Many patients are referred for “recalcitrant ADHD” or otherwise unmitigated conditions of behavioral inhibition and/or disruptiveness. ADD is a real condition and appears to have a genetic and also learned component. Nevertheless there are many causes for impairment of attention: they include fatigue, malnourishment, emotional upset, and noxious distraction.
Other terms for ADD include minimal brain dysfunction, minimal brain damage, hyperkinetic reaction of childhood, and mental restlessness.
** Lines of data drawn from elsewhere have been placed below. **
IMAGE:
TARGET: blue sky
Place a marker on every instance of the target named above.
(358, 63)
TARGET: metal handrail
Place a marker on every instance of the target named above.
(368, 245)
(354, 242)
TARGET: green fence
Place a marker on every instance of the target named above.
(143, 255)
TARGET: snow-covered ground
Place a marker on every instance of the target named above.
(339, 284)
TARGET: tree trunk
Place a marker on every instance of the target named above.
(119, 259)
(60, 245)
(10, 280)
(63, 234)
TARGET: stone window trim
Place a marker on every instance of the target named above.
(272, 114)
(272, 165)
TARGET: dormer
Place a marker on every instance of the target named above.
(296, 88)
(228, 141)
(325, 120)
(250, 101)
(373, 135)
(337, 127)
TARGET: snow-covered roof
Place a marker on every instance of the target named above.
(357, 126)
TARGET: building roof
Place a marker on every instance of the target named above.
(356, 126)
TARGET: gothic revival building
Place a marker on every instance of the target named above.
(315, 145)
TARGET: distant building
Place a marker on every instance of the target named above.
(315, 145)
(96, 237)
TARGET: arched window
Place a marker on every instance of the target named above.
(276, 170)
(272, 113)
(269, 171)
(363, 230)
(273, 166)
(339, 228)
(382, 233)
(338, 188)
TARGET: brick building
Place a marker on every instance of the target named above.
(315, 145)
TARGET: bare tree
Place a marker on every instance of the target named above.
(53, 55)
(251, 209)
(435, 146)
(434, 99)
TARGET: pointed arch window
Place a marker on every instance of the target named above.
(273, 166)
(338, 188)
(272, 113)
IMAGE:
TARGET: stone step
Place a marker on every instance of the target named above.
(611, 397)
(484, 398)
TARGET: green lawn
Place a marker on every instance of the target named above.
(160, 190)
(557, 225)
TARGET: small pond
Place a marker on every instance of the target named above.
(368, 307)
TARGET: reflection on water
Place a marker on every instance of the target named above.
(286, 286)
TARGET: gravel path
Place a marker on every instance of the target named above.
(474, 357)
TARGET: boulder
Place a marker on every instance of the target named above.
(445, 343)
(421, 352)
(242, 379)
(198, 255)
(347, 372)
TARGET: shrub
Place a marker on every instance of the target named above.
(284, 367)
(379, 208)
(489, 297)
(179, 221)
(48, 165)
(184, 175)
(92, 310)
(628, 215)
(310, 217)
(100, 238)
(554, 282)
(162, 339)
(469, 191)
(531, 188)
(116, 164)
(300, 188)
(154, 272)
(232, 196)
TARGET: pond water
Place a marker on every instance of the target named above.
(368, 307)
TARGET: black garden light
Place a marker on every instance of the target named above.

In general, ADD is much more than a deficit of attention. Sometimes it is considered from the point of view of “executive dysfunction” because so many aspects of mature neurological function are impacted by the condition. Here, we tend to think of ADD as an example of “frontal lobe disorder”.
If ADD (with or without hyperactivity) does not respond well to stimulants, an in-depth evaluation is appropriate. Stimulants are a good “probe” for uncomplicated ADD – basic measures of attention and concentration/error inhibition will improve when the patient is taking an appropriate dose of stimulant.
Here, we consider non-response to stimulant to be an indication of mis-diagnosis or co-morbidity. Sometimes the diagnosis is just plain wrong – the patient actually has OCD or mood disorder. Other times there are co-morbidities such as post-concussion syndrome or substance misuse or psychiatric illness that occur along with ADD. Sometimes we find early dementia.
Finding the right diagnosis is the key. Here we utilize functional brain measurement by SPECT scan, or EEG/QEEG. Often we obtain educational or neuropsychological testing. Once we understand & ameliorate brain function, habilitation and remediation are more likely to give the right results.